Carmen ha esperado siete años desde su denuncia para ver a su tío político en el banquillo por presuntos abusos cometidos en su niñez
La víctima, madre de tres hijas, ha renunciado formalmente a la indemnización de 50.000 euros solicitada por la Fiscalía para centrar su petición únicamente en la pena de cárcel
MálagaCarmen tiene hoy la mirada de quien ha soltado una carga que pesaba demasiado. A sus 33 años, esta malagueña acaba de vivir el momento para el que se estuvo preparando durante casi una década: enfrentarse en un juzgado al hombre que presuntamente marcó su infancia.
El pasado martes se celebró por fin el juicio contra su tío político, cerrando así un capítulo que comenzó con una denuncia interpuesta hace siete años. Aquel paso valiente dio inicio a un proceso judicial extremadamente lento, marcado por los retrasos de la pandemia y una espera que Carmen define como una auténtica agonía.
"Estos procesos son agotadores; la incertidumbre de años hace que el daño sea todavía peor", explica con la calma de quien ya ha cumplido con su parte. Para ella, sentarse en el banquillo y someterse a los test de veracidad ha sido el último peaje de un calvario que empezó en una casa donde debería haber estado segura.

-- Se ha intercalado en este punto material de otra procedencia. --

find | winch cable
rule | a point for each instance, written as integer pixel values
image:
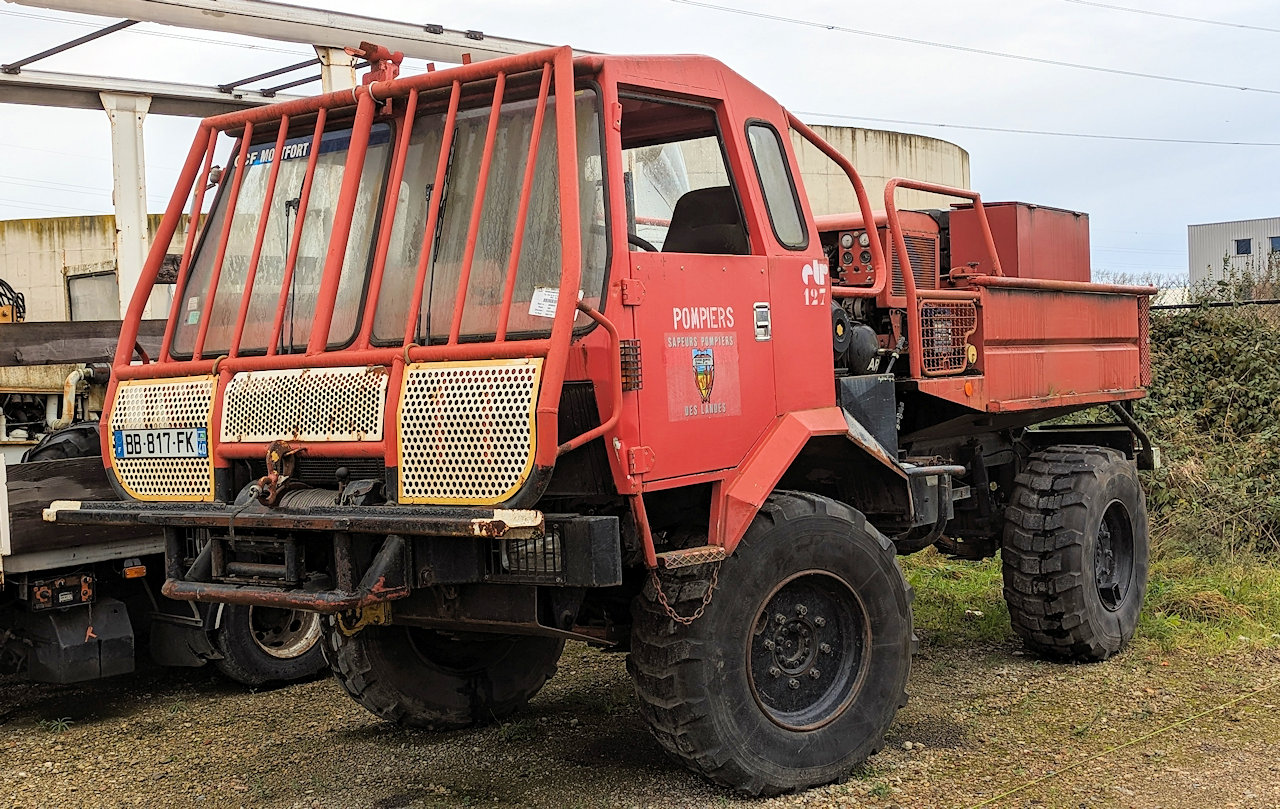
(1054, 773)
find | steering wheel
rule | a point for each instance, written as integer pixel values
(641, 243)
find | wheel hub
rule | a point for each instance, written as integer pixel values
(1112, 557)
(805, 653)
(792, 647)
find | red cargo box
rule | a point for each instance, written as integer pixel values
(1032, 241)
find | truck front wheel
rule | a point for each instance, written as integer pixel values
(1075, 552)
(799, 662)
(420, 677)
(264, 644)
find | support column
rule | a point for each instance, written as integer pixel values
(128, 190)
(337, 68)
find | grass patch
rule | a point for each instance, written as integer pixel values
(1193, 604)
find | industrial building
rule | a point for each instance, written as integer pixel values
(1226, 250)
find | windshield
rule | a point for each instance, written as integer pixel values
(539, 265)
(538, 268)
(282, 219)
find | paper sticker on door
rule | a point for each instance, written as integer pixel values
(702, 375)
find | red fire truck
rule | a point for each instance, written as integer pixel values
(551, 348)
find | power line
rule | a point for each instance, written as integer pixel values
(1043, 132)
(1166, 16)
(981, 51)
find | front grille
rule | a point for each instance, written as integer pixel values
(467, 430)
(923, 252)
(1144, 339)
(945, 330)
(145, 405)
(630, 355)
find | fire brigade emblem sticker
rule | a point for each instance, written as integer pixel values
(702, 375)
(704, 371)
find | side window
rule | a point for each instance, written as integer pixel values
(680, 197)
(780, 193)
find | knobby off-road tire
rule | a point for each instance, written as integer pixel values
(420, 677)
(78, 440)
(264, 644)
(1075, 552)
(735, 695)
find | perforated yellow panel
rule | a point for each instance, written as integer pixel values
(467, 430)
(945, 332)
(146, 405)
(310, 405)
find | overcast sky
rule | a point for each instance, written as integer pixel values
(1141, 195)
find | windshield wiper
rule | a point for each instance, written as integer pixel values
(291, 209)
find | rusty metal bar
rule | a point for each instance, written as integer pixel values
(190, 243)
(327, 297)
(1006, 282)
(384, 237)
(517, 241)
(264, 216)
(469, 252)
(615, 384)
(254, 451)
(233, 197)
(571, 261)
(433, 216)
(914, 338)
(296, 237)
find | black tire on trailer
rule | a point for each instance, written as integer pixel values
(260, 645)
(78, 440)
(420, 677)
(1075, 552)
(799, 663)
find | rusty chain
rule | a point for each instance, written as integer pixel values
(671, 611)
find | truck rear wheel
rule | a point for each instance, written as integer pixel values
(795, 670)
(264, 644)
(419, 677)
(1075, 552)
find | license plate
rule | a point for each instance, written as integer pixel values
(173, 443)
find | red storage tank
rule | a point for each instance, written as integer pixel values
(1033, 241)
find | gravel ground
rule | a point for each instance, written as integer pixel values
(981, 722)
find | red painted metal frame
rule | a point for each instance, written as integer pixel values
(913, 296)
(296, 237)
(557, 81)
(384, 237)
(878, 261)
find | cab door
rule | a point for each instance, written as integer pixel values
(703, 316)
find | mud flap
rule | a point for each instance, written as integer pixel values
(80, 644)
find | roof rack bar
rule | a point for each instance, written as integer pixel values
(272, 91)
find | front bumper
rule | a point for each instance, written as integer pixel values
(333, 558)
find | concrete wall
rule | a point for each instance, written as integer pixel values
(37, 256)
(878, 158)
(1210, 245)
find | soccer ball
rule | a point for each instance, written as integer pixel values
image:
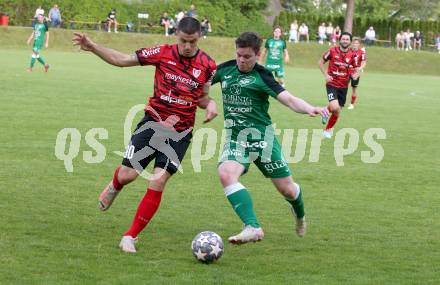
(207, 247)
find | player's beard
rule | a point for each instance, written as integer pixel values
(344, 46)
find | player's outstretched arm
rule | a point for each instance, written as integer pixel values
(300, 106)
(207, 103)
(110, 56)
(262, 56)
(30, 38)
(327, 77)
(286, 56)
(46, 43)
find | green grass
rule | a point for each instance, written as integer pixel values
(368, 223)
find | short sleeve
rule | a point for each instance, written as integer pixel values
(212, 71)
(270, 85)
(151, 55)
(266, 45)
(216, 77)
(327, 55)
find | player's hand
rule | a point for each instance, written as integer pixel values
(211, 111)
(328, 78)
(355, 75)
(322, 111)
(83, 41)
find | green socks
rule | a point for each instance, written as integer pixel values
(32, 62)
(41, 60)
(241, 202)
(298, 204)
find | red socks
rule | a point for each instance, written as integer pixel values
(353, 99)
(118, 186)
(145, 212)
(332, 121)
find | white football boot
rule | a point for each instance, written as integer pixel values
(108, 195)
(327, 133)
(127, 244)
(248, 234)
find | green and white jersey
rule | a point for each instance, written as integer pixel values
(275, 51)
(40, 30)
(246, 96)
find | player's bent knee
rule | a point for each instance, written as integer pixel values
(227, 177)
(127, 175)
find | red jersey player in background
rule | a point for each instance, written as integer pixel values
(341, 66)
(181, 84)
(361, 61)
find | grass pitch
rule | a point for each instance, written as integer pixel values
(368, 223)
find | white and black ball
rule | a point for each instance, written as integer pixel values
(207, 247)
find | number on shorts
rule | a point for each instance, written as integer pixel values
(331, 96)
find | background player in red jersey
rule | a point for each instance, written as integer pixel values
(181, 84)
(341, 65)
(361, 61)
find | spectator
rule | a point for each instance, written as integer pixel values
(370, 37)
(179, 16)
(303, 33)
(336, 34)
(206, 27)
(293, 33)
(39, 11)
(400, 44)
(165, 22)
(172, 27)
(407, 40)
(417, 41)
(111, 19)
(321, 33)
(192, 12)
(129, 27)
(437, 43)
(55, 16)
(329, 32)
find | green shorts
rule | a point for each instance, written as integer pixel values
(277, 69)
(36, 49)
(268, 158)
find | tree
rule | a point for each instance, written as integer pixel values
(348, 24)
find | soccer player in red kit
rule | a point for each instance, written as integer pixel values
(181, 84)
(361, 61)
(341, 66)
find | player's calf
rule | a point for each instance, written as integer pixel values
(248, 234)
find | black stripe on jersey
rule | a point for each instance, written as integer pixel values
(268, 79)
(228, 63)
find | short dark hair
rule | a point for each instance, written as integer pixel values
(249, 39)
(189, 25)
(278, 27)
(346, 34)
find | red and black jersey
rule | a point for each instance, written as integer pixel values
(360, 56)
(178, 82)
(341, 65)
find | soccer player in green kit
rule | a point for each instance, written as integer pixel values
(275, 49)
(40, 34)
(246, 88)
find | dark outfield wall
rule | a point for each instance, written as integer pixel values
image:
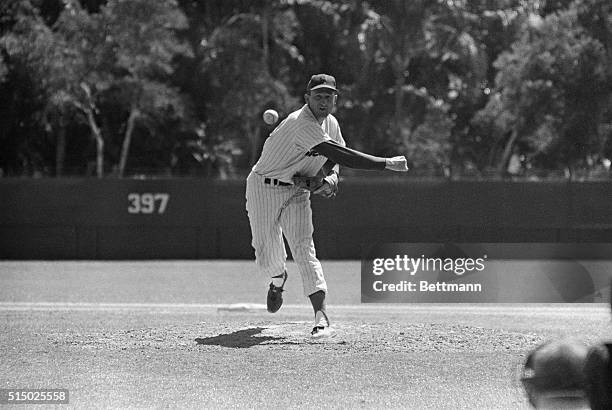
(193, 218)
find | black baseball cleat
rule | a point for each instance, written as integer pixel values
(275, 294)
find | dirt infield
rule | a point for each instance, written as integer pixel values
(194, 334)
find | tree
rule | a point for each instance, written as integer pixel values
(549, 93)
(142, 35)
(242, 85)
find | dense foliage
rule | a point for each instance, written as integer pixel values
(177, 87)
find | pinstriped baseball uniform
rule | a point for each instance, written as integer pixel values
(275, 209)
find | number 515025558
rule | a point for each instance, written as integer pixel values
(147, 203)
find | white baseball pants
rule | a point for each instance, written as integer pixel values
(277, 210)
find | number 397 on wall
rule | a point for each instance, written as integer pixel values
(147, 203)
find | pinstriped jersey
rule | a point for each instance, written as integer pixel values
(288, 150)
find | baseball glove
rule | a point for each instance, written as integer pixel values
(326, 187)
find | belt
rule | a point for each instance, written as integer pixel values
(273, 181)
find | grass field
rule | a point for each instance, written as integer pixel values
(196, 334)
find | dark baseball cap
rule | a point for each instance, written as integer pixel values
(321, 81)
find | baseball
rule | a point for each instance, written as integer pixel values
(270, 117)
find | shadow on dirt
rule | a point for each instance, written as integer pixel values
(244, 338)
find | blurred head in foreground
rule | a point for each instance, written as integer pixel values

El peso del silencio en la niñez
Esa etapa oscura de su vida se remonta a cuando apenas tenía 9 años. En aquel entonces, su madre la dejaba con total confianza en casa de su hermana, sin sospechar que el marido de esta aprovecharía los momentos a solas para cometer presuntos abusos sexuales.
Durante meses, el silencio fue la única armadura de Carmen, impuesta por una manipulación psicológica que la hacía sentirse responsable de lo que ocurría. "Me decía que si alguien lo sabía me iban a castigar; me hacía sentir que la culpa era mía", recuerda sobre unos años de miedo constante.
Esa presión la llevó a callar durante décadas para evitar lo que ella creía que sería la destrucción de su familia. Carmen permitió que el presunto agresor hiciera su vida con total normalidad a costa de su propio bienestar, guardando un secreto que solo compartía con su pareja.
El despertar a través de la maternidad
Sin embargo, el equilibrio de ese silencio se rompió definitivamente cuando Carmen cumplió los 25 años y nació su primera hija. Al ver la fragilidad de su pequeña, los miedos del pasado regresaron con una fuerza arrolladora, impulsados por el pánico de que ella pudiera sufrir una experiencia similar.
"Se me venía todo a la mente una vez y otra vez", confiesa sobre aquel momento de crisis que la llevó a buscar ayuda profesional. Tras dos años de terapia y un profundo proceso de aceptación, decidió sincerarse con sus padres, quienes la animaron a denunciar de inmediato para protegerse a sí misma y a sus hijas.
Este camino hacia la justicia no ha estado exento de dolor social. Carmen asegura que ha tenido que afrontar el rechazo de una parte de su familia que decidió no creerla, llegando incluso a ser juzgada por quienes cuestionaban sus intenciones. A pesar de todo, se ha mantenido firme gracias al apoyo de sus tres hijas y de su pareja.
Dignidad por encima del dinero
Esa firmeza se ha reflejado especialmente en su renuncia total a cualquier compensación económica. A pesar de que la Fiscalía solicitaba una indemnización de 50.000 euros, Carmen dejó claro desde el primer momento que no quería recibir ni un solo céntimo del presunto agresor.
"Yo gano dinero trabajando; mi único objetivo es que pague con la cárcel porque me quitó la dignidad", asegura tajante. Para ella, la verdadera reparación no es monetaria, sino conseguir que se haga justicia por la niña que fue y que hoy, a sus 33 años, por fin puede caminar con la cabeza alta.
Al salir del juicio, Carmen sintió que la rabia y el asco que la acompañaron durante treinta años se transformaban en una profunda paz. "Hablad, tenemos que hablar; el silencio solo protege al agresor", sentencia como mensaje final para otras víctimas que, como ella, buscan recuperar el respeto y el amor propio.